Oklahoma coach Bob Stoops doesn't like all kinds of things.
He's not much for comparisons. Doesn't like anybody watching his practices. Prefers not to answer the same question twice, especially if it's about injuries. And, true to his Day 1 word, doesn't like excuses.
So even as admitting to being "snakebit" is kind of like admitting luck runs in cycles and you haven't been getting any lately, it's still not his style.
For Stoops, even the metaphysical counts like an excuse.
"I don't go there," he said. "We've had some difficult circumstances but we deal with them and we keep playing. To me, that's all you can do. We try to look at the positives and the things we can change."
Call it head-down mode.
Nothing wrong with that.
Because it all remains true.
The Sooners really are about one play away in three different games from being unbeaten. They really have their best defense since '03 and '04, back when the they used to collect individual awards like Notre Dame collects underachieving seasons and coaches who just don't work out.
Not only close to being unbeaten, OU's close enough to being pretty darn good, period. Just a little scoreboard production to go with all that defense, you know?
And yet things have to turn around right now.
The Sooners could take the one-more-play-a-game route. Or that offensive line, lack of continuity and all, might finally settle in and, all of a sudden, Landry Jones his facing second-and-5 instead of second-and-13, which always leads to third-and 13.

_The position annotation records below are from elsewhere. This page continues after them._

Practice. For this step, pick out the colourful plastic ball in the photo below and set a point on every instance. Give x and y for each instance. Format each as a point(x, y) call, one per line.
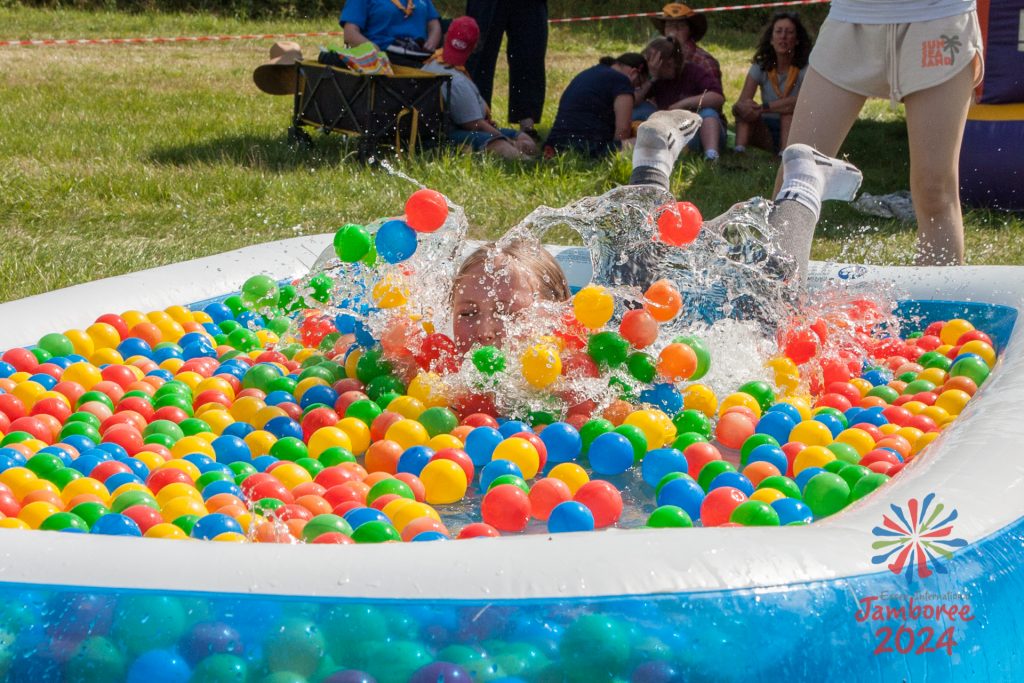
point(426, 210)
point(506, 508)
point(669, 516)
point(570, 516)
point(395, 242)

Whatever, victory is required today not because OU needs it, though it desperately does. It's required because the season is in the balance.

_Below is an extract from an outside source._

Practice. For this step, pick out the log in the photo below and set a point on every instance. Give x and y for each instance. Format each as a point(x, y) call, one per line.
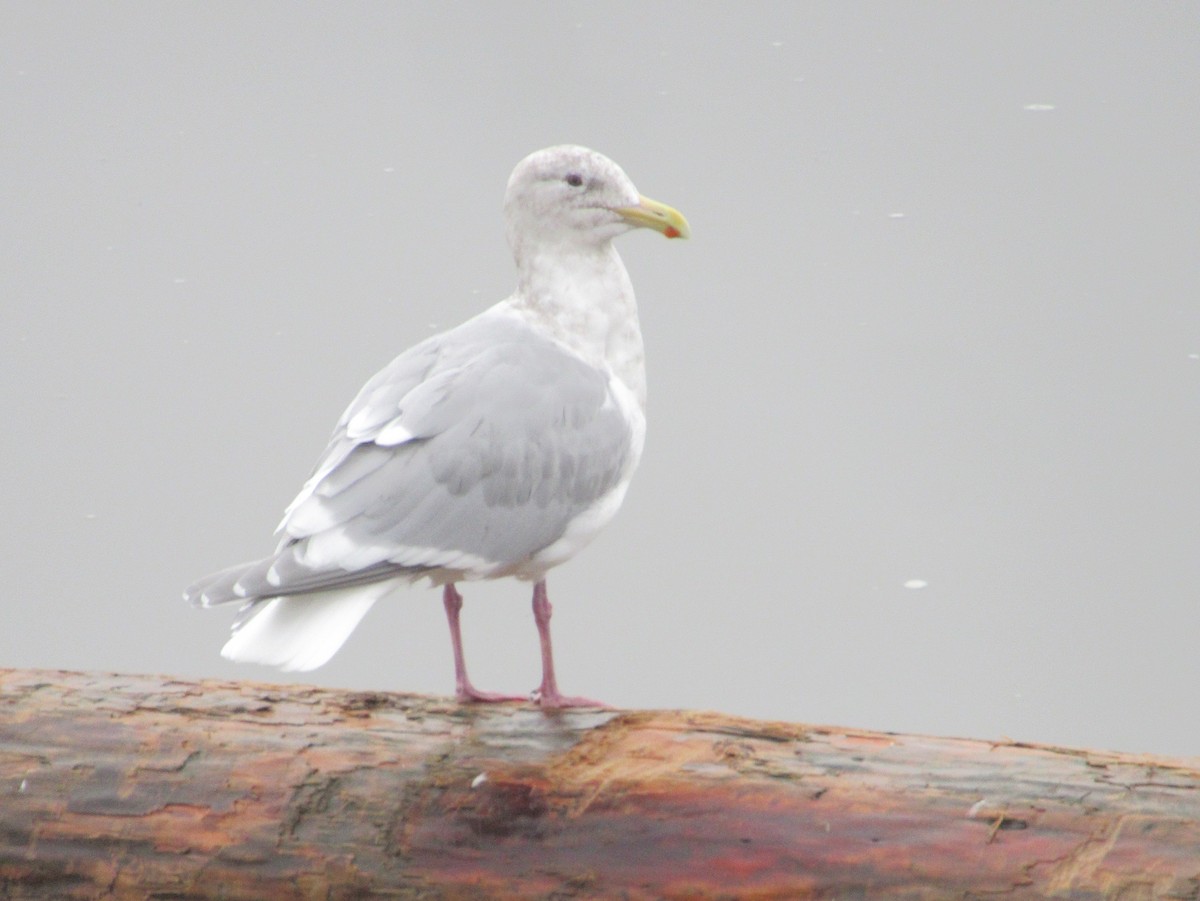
point(143, 787)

The Sooners can still go 9-3, win a bowl game for the first time since 2005 -- which just happens to be the last time they had to save their season in mid-stream -- even send everybody home happy despite a season without Jermaine Gresham, frequently without Sam Bradford and often without other key players.
Or they can go 7-5 or worse, getting past Kansas State and Texas A--M, but losing today and at least once more against the likes of Nebraska, Texas Tech and Oklahoma State, maybe going to a bowl game and maybe not.

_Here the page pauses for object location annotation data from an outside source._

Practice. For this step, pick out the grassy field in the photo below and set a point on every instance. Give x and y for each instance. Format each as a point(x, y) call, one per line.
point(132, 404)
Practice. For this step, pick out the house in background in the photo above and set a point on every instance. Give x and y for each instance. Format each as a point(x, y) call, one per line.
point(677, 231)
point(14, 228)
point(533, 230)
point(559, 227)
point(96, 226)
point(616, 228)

Basically, in all ways but the development of experience and depth, the Sooners can cash in their first lost season of the Stoops' era.
"We have to stay positive," said Brody Eldridge, the poster boy for OU's personnel issues along the offensive line, where he's started at three difference positions. "I'm not worried about the guys. We just need to keep working hard and move on from there."
Maybe, if only it were enough.
Because OU played hard as the dickens against Texas and Miami, too. But it kept trading touchdowns for field goals and that's no recipe for success.
Playing hard is required, but it's no tonic, merely an ingredient.
The Sooners must play hard, but accomplish more.
They have to make that play.
Or Stoops has to take a chance and it has to work. It may have to produce points.
Kansas falling on its face is a last option, because any victory, even an ugly one, buys OU some time.
Yet, as a reflection of their coach's fire and determination, don't count on any help from the Jayhawks today.
Count on OU making its own luck for a chance.
That, or another narrow loss that takes the season down with it.